And first of all there’s almost always a pretty small number of reasons, but you can usually sort the good from the bad with three questions. And it’s going to be a different set of questions for most people, but certainly a question that almost everybody is going to have in common is whether or not they have the money. You have this like super cool exotic radio and it does all this cool stuff. but you know, let’s say that you put a little five question things.

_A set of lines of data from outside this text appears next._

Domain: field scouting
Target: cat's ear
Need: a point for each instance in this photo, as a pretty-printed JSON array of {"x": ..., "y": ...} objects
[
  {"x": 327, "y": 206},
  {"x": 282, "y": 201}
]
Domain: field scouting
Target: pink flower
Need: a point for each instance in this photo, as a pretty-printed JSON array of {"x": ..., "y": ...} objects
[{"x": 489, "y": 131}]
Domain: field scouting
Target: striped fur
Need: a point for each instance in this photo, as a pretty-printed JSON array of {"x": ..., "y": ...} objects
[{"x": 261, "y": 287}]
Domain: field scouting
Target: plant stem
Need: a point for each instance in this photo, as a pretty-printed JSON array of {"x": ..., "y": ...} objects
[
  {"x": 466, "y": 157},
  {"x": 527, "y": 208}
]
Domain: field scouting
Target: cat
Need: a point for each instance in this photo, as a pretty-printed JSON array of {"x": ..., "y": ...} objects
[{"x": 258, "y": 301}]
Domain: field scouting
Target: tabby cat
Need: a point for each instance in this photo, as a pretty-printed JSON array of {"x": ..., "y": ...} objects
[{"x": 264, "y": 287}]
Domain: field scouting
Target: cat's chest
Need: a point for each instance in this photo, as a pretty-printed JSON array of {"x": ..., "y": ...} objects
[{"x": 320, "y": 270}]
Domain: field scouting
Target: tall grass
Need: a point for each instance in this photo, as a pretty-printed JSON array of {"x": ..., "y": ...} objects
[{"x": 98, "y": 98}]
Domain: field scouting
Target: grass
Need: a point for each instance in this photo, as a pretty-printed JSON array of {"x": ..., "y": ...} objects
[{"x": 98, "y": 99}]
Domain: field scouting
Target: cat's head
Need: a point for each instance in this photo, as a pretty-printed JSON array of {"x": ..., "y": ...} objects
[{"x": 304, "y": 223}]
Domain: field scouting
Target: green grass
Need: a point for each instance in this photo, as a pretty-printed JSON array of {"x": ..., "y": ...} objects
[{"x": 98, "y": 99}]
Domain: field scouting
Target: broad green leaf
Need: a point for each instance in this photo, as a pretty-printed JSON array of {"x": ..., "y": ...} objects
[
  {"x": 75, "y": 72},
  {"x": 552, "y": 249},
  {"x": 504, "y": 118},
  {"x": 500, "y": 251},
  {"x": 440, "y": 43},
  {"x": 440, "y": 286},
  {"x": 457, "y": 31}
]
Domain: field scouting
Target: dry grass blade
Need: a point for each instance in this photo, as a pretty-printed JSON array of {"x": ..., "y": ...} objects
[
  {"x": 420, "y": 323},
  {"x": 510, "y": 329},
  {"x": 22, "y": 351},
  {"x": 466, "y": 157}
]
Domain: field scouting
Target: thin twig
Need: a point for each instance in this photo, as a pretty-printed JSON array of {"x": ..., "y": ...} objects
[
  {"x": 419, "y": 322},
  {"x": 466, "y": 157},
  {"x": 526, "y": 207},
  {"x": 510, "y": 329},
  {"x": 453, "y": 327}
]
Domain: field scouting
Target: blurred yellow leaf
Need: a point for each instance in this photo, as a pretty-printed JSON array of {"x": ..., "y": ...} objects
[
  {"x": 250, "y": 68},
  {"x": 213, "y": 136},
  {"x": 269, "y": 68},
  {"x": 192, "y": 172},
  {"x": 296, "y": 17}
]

Like is this radio really for you? I mean a programmer could probably put that together in an hour and a half, and stick it up on your page there, and like, you know, if you…and I don’t even know what the criteria are because I haven’t looked at you radios, but you’re really helping that person out and like you answered all five of these questions a certain way, like not only should you by this radio, but this is the only radio in the world that has those five answers where you end up with that result. So this is a no-brainer. Most people don’t do that. I rarely see it done.

How to Be an Amazing Copywriter

Andrew: One of my personal goals this year, Perry, is to get better at copywriting, it’s not something I’ve ever invested a lot of time into doing, and it’s, I mean, as I think I would guess you’d say is incredibly valuable. What would be your 80/20 recommendations to focus on when learning to be a better copywriter, where should I spend the majority of my time either learning or practicing? What’s the 80/20 to become just an amazing copywriter?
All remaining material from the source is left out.